From our last article we proceed to calculating your event charge. Once you figure out what your niche, market, and clients will hold, it’s important you figure out how you want to charge. Most event planners charge one of these ways:
A fixed hourly rate.
This can be anywhere from 2,000KES on up. Most clients paying an hourly rate will want to know how many hours you expect the planning to take. With an hourly rate, you’re getting paid for the hours at the event but also the hours of coordination ahead of time.
A flat fee.
You review the requirements with the client and then present the price. Many clients like this approach because they know exactly what they will pay, but if you’re not good at estimating the time spent on the job, you’re likely to take a hit in this type of payment.
Percentage of profits.
This is a popular means of payment for those working in fundraising events. Your fee is based on a percentage of what the group raises. In this type of pricing, you need to be sure that you can fill the seats or you could be working for pennies on the dollar. Some event planners work for a percentage (usually between 15-20%) of the total cost of the event that way they know what they’ll make regardless of how many people they bring in.
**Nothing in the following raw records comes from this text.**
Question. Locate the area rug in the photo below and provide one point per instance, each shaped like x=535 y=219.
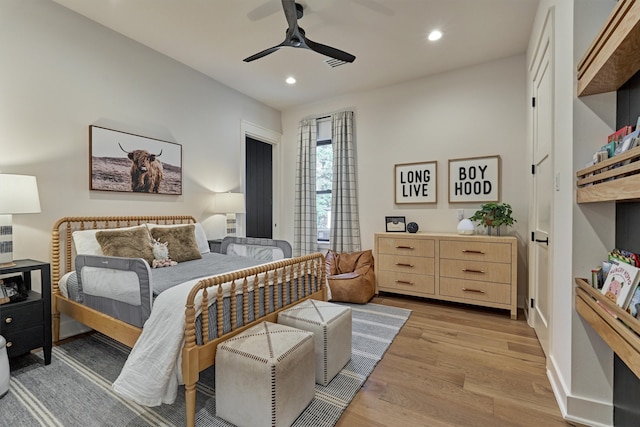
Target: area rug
x=75 y=389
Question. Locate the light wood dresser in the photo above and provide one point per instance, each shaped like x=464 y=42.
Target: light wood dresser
x=472 y=269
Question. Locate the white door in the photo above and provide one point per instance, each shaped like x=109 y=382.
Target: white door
x=540 y=286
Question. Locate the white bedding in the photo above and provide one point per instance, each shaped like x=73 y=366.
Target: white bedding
x=153 y=370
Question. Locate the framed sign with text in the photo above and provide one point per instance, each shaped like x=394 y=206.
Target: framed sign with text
x=476 y=179
x=416 y=182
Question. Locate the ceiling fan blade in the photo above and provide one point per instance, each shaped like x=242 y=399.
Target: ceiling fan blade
x=289 y=7
x=329 y=51
x=266 y=9
x=261 y=54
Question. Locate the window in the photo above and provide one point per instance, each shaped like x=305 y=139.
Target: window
x=324 y=178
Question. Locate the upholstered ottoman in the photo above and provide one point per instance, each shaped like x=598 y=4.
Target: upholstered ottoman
x=265 y=376
x=331 y=327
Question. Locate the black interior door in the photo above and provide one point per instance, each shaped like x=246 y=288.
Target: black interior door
x=259 y=189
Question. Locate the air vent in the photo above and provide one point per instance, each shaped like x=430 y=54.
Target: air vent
x=333 y=63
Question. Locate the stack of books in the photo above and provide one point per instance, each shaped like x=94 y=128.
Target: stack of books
x=621 y=286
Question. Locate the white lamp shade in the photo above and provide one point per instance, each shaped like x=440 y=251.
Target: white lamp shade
x=18 y=194
x=229 y=203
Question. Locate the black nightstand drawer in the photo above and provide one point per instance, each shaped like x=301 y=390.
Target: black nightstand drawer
x=21 y=316
x=21 y=342
x=27 y=324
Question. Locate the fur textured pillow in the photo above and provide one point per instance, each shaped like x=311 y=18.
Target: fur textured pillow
x=181 y=239
x=133 y=243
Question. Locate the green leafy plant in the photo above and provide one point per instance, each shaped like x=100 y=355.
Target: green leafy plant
x=494 y=215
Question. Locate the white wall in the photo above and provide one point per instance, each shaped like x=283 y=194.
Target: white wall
x=579 y=363
x=61 y=73
x=476 y=111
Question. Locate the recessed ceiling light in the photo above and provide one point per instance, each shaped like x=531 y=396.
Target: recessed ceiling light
x=435 y=35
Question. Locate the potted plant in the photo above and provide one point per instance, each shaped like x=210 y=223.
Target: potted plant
x=494 y=215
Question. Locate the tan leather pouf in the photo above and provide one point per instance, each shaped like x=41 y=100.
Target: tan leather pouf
x=265 y=376
x=331 y=327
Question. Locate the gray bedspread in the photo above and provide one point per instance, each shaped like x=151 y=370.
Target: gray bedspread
x=211 y=264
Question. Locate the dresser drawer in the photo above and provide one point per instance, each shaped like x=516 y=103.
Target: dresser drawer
x=406 y=264
x=23 y=341
x=20 y=317
x=412 y=247
x=475 y=251
x=476 y=270
x=475 y=290
x=403 y=282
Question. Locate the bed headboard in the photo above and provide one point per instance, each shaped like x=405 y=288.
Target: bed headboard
x=62 y=252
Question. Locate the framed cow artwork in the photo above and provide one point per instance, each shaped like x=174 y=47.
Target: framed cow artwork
x=121 y=161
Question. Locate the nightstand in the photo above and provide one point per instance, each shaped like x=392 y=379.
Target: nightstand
x=26 y=325
x=215 y=245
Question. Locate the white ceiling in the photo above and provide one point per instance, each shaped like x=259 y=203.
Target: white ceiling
x=388 y=38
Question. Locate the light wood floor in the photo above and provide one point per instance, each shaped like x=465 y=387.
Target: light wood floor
x=455 y=365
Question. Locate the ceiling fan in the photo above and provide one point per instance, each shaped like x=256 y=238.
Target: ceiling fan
x=295 y=37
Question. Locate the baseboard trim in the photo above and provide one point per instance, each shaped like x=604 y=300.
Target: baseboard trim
x=579 y=409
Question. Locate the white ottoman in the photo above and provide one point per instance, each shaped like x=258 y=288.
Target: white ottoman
x=331 y=327
x=265 y=376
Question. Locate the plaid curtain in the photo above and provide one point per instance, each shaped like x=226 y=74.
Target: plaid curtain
x=305 y=233
x=345 y=223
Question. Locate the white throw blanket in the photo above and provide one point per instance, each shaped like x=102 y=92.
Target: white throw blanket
x=153 y=370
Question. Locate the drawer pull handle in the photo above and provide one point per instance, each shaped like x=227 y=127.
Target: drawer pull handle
x=468 y=270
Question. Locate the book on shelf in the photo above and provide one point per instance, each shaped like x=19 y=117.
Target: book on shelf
x=619 y=134
x=621 y=283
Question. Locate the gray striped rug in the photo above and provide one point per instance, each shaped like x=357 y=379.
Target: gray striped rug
x=75 y=389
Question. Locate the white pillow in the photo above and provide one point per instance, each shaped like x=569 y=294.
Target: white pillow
x=201 y=236
x=86 y=243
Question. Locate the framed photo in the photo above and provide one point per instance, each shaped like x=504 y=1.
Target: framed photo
x=627 y=143
x=475 y=179
x=395 y=224
x=416 y=182
x=120 y=161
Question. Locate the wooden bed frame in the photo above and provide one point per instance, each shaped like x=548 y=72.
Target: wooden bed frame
x=195 y=358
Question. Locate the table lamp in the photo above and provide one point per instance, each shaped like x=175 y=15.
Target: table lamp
x=18 y=195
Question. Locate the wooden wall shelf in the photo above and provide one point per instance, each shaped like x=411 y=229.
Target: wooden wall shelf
x=613 y=56
x=622 y=334
x=601 y=182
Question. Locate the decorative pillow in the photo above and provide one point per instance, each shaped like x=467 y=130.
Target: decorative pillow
x=85 y=241
x=134 y=243
x=201 y=236
x=181 y=239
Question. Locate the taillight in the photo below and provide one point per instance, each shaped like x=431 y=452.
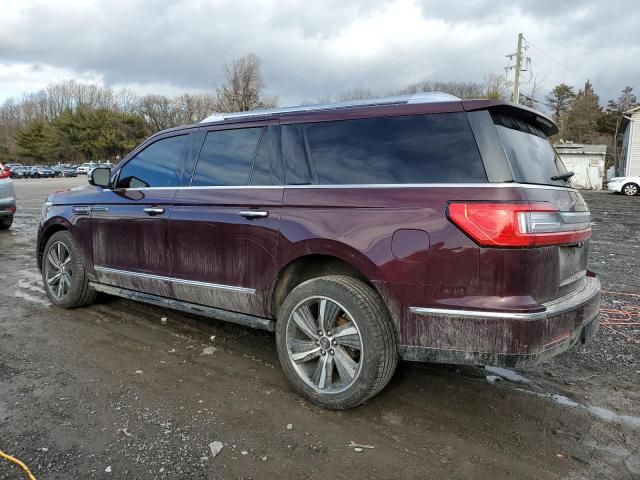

A minority of event professionals base their fees on receiving commissions from venues, travel agents, and/or hotels. While these can be lucrative, it’s probably not your only pay. However, some clients are aware of these perks and may look down on “double dipping,” getting paid by them and a venue for the same services. Commission works well when you’re planning an event with a client who can’t quite pay you what your rates are, such as working for a nonprofit you believe in.
Hourly + expenses.
The final way to price your projects is to charge hourly, with add-ons to cover expenses.
Keep in mind many event planners are project managers and will subcontract out portions they don’t directly handle themselves, such as flowers, and then bill the client 15-20% over their cost of those services. This can also include things like printing and mailing.
You could use a basic formula to figure out your event planning cost is;
Sales – Cost of Goods Sold = Gross Profit
(Selling Price – Cost to Produce) / Cost to Produce = Markup Percentage
After you figure out your formula and how you will be charging for your event. Make sure to have those prices available for internal use. You might even want to consider having prices also available for external use too.
Many businesses do not distribute pricing and evaluate each case separately, and provide a catered proposal to their client based on each unique event. Whatever the case may be, make sure to communicate pricing in a clear and concise manner.
If you find you will have to place your pricing within a contract, make sure everything is laid out even the fine print associated with any line item if applicable.